W 52 wydaniu tygodnika „Sieci” z 2021 roku ukazał się bardzo ciekawy artykuł Wojciecha Lady poświęcony polskim insygniom koronacyjnym. Autor skupia się wyłącznie na kwestii unicestwienia insygniów i innych symboli Królestwa Polskiego przez króla Prus Fryderyka Wilhelma II.
Artykuł jest godny polecenia czytelnikom, chociaż w opisie ilustracji do niego załączonej znalazło się poważne przekłamanie mówiące: „Insygnia koronne, które dziś można oglądać na Wawelu, …”. Ta połowa zdania nie ma nic wspólnego z rzeczywistością i wprowadza czytelnika w błąd. Nie wiadomo na jakiej podstawie pan Lada tak napisał, ponieważ wzmiankowane insygnia były i są prywatną własnością i nigdy na Wawelu nie były wystawiane. Z kontekstu można by wywnioskować, iż są one własnością państwa, „… wykonanymi w 2001 r. przez antykwariusza z Nowego Sącza Adama Orzechowskiego.”.
Pierwszym właścicielem zrekonstruowanych insygniów był ich odtwórca Adam Orzechowski, a obecnie jest Wielki Mistrz Rycerskiego Zakonu Korony Polskiej Świętego Kazimierza Królewicza Jan Lech Skowera. Na co dzień są przechowywane w skarbcu jednej z polskich katedr.
Insygnia koronacyjne są wystawiane na widok publiczny w różnych miejscach w Polsce, ostatnimi czasy najczęściej w kościołach i katedrach. Miejscem, w którym ostatni raz były pokazane jest radomska fara p.w. św. Jana Chrzciciela.
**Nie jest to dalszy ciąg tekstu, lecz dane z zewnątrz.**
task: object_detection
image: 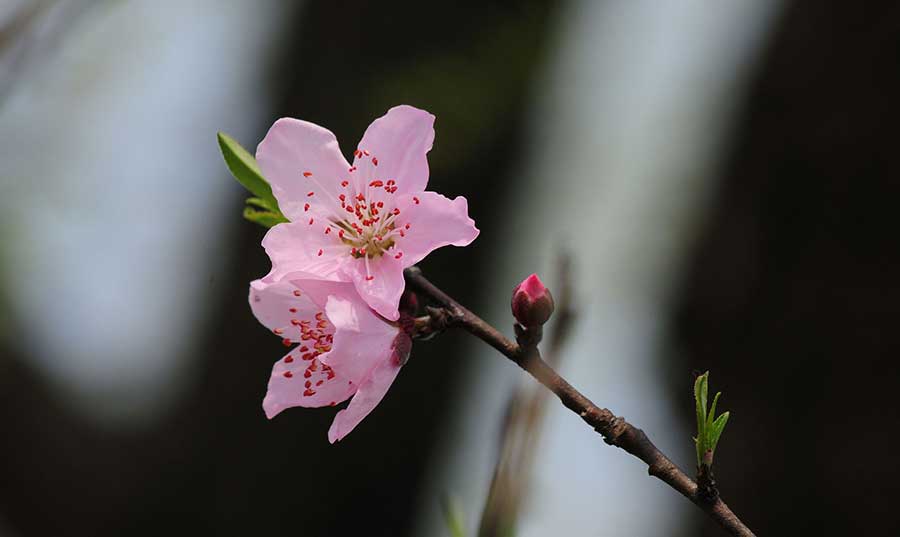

Same insygnia stały się inspiracją do powstania kilku organizacji i innych inicjatyw, jak np. ustanowienia Orderu Korony Polskiej. Pierwszą organizacją było stowarzyszenie monarchistów polskich – Konfederacja Spiska, następną Fundacja Korony Polskiej, a ostatnio Rycerski Zakon Korony Polskiej Świętego Kazimierza Królewicza.
Fakt, iż o największy, najświętszy symbol polskiego państwa troszczą się osoby prywatne świadczy dobitnie o tzw. polityce historycznej Polski. Rzeczpospolitej, ani jej państwowych instytucji nie stać na to, aby się zatroszczyć o symbol tej rangi jak Korona królów Polski. Mało tego, nie przejawiły i nie przejawiają najmniejszego zainteresowania, za to wręcz ostentacyjnie okazują swoją niechęć.
Na potwierdzenie tego faktu następujący przykład. 25 listopada 2017 roku, w święto Chrystusa Króla, w Katedrze Św. Jana Chrzciciela we Wrocławiu została odprawiona uroczysta Msza św. na inaugurację oktawy przygotowań obchodów Milenium Królestwa Polskiego 1025 – 2025, z wystawieniem królewskich insygniów koronacyjnych. Uroczystość odbyła się z inicjatywy Konfederacji Spiskiej, a Mszę św. celebrował JE Ks. Abp Marian Gołębiewski Metropolita Wrocławski Senior.
Zwrócone się do jednej z instytucji państwowych z propozycją organizacji sympozjum naukowego poświęconego Milenium Królestwa Polskiego, wskazując możliwość prezentacji polskich insygniów koronacyjnych. Wysoki urzędnik państwowy stwierdził, iż „przedmioty te nie mają wartości, ponieważ nie są oryginalne”.
W takim razie należałoby zapytać czy odbudowany Zamek Królewski w Warszawie też nie ma wartości? Tym tokiem myślenia dochodzimy do pytania zasadniczego: „Czy odbudowane po stuleciu niewoli Państwo Polskie ma wartość, skoro nie ma ciągłości?”
Taki stan świadomości historycznej mógłby nie dziwić u przeciętnego obywatela, jednak jeśli odnosi się do wysokiej rangi urzędnika państwowego, to jest to już prawdziwy dramat. Niestety urzędników takich znajdziemy w każdej instytucji.
Jan Lech Skowera 03.01.2022
Norbert / 9 listopada 2023
Witam. Małymi krokami uda się rozpopagować wiedzę na temat istnienia repliki insygniów (z dużą pewnością wykonanych z części złota z oryginalnych klejnotów) i zaiteresowania tym opinii publicznej.